The first scenario illustrates that AI models don’t operate in a vacuum and are usually interacting, continuously, with their environment (and even with external, legitimate users, such as customers and contractors), exposing the models to a wide-range of
possible inputs. In this scenario, the implications of a potential adversarial activity might endure, especially when considering the nature of reinforcement learning algorithms, which are based on feedback loops that could be manipulated. Moreover, some adversarial
attacks might take advantage of the model’s reliance on external interactions, aiming to expose, rather than alter, the model’s unique architecture or proprietary training dataset (and the ‘ground truth’ that letter represents).
The second scenario revolves around possible malicious interference with the datasets that are fed into machine learning and deep learning models. In this case, malicious actors aim to ‘taint’ or ‘poison’ the baseline that AI-powered controls are relying
on to execute anomaly detection and other security operations, creating an ‘artificial bias’ that could degrade the model’s accuracy and reliability.
These two scenarios demonstrate that while a specific feature within a model might be the most suitable variable for the task at hand, it won’t necessarily constitute the most resilient and robust feature when faced with potential manipulation or adversarial
attack. Whether the malicious actors are aware of the model’s architecture, hyper parameters, or the training set’s characteristics, or completely unaware of the model’s inner workings, these type of attacks could potentially pose a threat to important AI-based
security controls that hinge on the model’s accuracy.
The potential threats posed by both AI bias and Adversarial AI attacks are aggravated by the ‘Butterfly Effect’, as small changes in one stage of the process could, intentionally or inadvertently, result in alarming implications further along the way. The
inherent complexity, obscure nature, and automation of some AI models, could contribute to the persistency and resilience of these negative effects.
The industry’s response
The AI community is not stagnant and is actively striving to address the aforementioned challenges. AI bias is a trending topic, with tech giants actively looking to introduce ‘algorithmic accountability’ by, inter alia, carefully curating or enriching biased
datasets, using embedded bias filters, or developing dedicated tools to provide AI ‘explainability’ and detect potential biases early-on in the AI pipeline.
The Adversarial AI debate, on the other hand, is still nascent and predominantly academic. It revolves around methodologies and metrics for AI robustness measurement, and concepts such as defensive distillation, activation clustering, or techniques that
expose models to ‘adversarial’ neural networks, to make the models more resistant to adversarial attacks.
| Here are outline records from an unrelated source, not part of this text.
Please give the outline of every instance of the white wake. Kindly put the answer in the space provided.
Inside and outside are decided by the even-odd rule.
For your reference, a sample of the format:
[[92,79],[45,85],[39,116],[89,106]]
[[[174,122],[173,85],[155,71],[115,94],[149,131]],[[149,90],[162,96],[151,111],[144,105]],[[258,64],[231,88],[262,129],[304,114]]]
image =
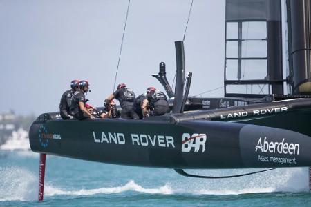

However, early signs of industry galvanisation are already apparent. For example, some companies have been
assembling ‘AI Red Teams’ to “better understand the vulnerabilities and blind spots” of their AI systems as reported in WIRED, while
others have released open-source software libraries to support developers and researchers in protecting neural networks from adversarial attacks as reported in TheRepublic.
While the industry seems to be moving in the right direction and compensating security controls are abundant, cybersecurity vendors that heavily rely on machine learning and deep learning-powered technologies should take note, as the demand to address these
challenges might gradually become an industry-wide prerequisite.